Osan miró a la señora como diciendo: «¿Y por qué no le dejamos que siga con el bailecito?». A la señora le hubiera encantado verme seguir con el minuet. Pero como tampoco quería verme bailar hasta la extenuación o la muerte, no dijo nada. El maestro se volvió enfadado hacia la criada y le ordenó:
—Date prisa o morirá.
Osan, casi sin ganas y con una mirada torva en sus ojos, como si la hubieran despertado de golpe de un sueño particularmente dulce, me metió los dedos en la boca y me arrancó el mochi. No tengo una dentadura tan débil como la de Kangetsu, pero en ese momento pensé que, en la operación, la criada se llevaría por delante mis muelas. El dolor fue indescriptible.
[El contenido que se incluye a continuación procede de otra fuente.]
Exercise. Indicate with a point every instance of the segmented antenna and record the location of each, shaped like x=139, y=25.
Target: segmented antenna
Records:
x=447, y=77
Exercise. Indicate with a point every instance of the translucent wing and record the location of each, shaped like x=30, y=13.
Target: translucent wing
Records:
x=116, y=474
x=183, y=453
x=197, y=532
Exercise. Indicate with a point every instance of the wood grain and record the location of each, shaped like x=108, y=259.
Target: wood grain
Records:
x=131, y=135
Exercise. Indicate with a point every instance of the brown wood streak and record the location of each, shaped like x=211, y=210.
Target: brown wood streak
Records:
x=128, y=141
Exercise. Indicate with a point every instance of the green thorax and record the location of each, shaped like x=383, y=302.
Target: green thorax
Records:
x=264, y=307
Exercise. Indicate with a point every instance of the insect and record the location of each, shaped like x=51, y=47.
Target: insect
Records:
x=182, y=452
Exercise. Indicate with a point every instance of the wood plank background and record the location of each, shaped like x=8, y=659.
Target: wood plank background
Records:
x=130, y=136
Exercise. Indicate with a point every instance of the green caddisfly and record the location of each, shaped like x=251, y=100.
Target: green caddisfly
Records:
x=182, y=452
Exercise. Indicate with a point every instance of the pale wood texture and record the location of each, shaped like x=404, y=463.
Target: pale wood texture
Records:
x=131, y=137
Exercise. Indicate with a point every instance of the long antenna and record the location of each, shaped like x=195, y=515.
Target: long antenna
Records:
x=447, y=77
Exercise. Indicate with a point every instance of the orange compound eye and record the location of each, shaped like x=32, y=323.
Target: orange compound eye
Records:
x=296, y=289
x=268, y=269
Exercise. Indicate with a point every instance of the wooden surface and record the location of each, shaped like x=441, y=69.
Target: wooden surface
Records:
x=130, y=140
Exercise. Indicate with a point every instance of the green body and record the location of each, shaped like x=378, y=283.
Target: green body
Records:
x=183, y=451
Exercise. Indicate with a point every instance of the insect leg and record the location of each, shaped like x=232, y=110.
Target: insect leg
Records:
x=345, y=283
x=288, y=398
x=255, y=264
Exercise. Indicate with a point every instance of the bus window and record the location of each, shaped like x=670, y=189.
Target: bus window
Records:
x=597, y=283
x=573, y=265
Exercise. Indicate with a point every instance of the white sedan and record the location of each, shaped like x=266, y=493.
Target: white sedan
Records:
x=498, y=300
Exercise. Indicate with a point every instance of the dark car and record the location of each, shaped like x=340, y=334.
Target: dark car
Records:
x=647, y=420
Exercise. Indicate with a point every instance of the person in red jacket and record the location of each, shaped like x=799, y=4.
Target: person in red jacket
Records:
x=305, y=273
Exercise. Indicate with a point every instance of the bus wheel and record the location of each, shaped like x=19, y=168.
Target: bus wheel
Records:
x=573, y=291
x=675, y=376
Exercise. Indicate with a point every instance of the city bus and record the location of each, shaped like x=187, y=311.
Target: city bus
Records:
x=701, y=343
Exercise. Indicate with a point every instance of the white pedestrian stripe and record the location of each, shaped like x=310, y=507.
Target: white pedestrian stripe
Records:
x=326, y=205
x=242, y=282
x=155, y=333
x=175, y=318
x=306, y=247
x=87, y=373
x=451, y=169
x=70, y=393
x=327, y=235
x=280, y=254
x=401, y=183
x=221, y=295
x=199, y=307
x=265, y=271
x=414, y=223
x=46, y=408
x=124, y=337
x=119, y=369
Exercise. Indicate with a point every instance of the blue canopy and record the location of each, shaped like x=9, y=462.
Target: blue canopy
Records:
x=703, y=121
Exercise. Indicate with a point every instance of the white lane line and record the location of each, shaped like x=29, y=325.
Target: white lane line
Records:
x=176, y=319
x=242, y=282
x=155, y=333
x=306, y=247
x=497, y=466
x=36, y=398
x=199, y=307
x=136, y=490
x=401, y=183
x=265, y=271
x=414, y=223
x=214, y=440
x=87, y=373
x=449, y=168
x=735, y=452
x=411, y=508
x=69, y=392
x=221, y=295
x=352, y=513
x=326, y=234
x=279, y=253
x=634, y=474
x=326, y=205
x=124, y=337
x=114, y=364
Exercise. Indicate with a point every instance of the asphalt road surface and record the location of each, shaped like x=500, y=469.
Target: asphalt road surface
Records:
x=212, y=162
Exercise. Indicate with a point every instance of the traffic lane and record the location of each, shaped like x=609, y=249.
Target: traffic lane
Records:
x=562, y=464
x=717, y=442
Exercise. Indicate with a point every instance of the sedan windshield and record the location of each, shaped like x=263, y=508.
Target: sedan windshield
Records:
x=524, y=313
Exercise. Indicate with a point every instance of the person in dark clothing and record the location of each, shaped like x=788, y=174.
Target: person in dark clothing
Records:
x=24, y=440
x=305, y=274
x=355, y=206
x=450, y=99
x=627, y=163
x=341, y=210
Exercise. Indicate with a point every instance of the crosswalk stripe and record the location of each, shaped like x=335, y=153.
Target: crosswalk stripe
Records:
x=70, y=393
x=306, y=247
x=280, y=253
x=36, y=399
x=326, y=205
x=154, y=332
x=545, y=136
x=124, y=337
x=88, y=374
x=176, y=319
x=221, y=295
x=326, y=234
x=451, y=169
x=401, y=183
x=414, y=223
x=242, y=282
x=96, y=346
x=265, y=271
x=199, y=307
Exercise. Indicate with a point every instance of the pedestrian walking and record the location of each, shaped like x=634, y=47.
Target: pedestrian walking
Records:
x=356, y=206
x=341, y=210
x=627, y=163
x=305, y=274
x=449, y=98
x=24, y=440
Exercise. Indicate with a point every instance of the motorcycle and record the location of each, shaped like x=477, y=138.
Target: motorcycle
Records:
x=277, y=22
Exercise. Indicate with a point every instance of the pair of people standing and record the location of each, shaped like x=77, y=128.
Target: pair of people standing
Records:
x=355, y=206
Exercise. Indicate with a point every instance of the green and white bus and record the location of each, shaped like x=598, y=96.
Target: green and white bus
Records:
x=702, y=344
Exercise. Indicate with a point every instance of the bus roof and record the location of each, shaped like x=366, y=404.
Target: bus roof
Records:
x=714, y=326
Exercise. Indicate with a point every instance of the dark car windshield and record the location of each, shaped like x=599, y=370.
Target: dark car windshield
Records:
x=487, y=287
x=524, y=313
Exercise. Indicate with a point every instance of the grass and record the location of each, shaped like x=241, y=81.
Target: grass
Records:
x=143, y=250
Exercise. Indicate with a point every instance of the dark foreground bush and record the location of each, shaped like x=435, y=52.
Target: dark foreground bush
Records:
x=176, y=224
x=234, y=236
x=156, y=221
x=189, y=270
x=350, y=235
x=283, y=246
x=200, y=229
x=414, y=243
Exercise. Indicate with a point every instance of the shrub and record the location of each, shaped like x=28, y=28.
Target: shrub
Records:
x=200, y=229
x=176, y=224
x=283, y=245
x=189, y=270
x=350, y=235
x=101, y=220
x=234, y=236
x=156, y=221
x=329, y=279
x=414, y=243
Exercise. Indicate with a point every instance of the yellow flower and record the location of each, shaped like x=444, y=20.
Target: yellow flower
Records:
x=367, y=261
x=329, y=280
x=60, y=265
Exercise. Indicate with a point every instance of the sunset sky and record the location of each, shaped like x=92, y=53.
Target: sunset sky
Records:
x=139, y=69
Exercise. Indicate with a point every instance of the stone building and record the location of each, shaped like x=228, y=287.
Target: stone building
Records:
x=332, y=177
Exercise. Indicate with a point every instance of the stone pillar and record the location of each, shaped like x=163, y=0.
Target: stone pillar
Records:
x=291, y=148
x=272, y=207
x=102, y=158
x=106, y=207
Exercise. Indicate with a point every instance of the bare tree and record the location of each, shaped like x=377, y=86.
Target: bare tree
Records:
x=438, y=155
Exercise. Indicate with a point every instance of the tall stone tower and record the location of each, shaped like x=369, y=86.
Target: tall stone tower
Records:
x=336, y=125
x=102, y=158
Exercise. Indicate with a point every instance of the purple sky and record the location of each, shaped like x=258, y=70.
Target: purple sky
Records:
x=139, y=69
Entended que yo tenía mis pobres dientes empotrados en el pastel, y que Osan lo arrancó de un tirón. Es imposible expresar con palabras la agonía que sentí. En ese momento me alcanzó la Iluminación y se me reveló una cuarta verdad: que todos los placeres están íntimamente emparentados con el dolor. Cuando por fin pude recobrarme, me giré y comprobé como todo había vuelto a la normalidad. El maestro y su familia habían vuelto a sus quehaceres.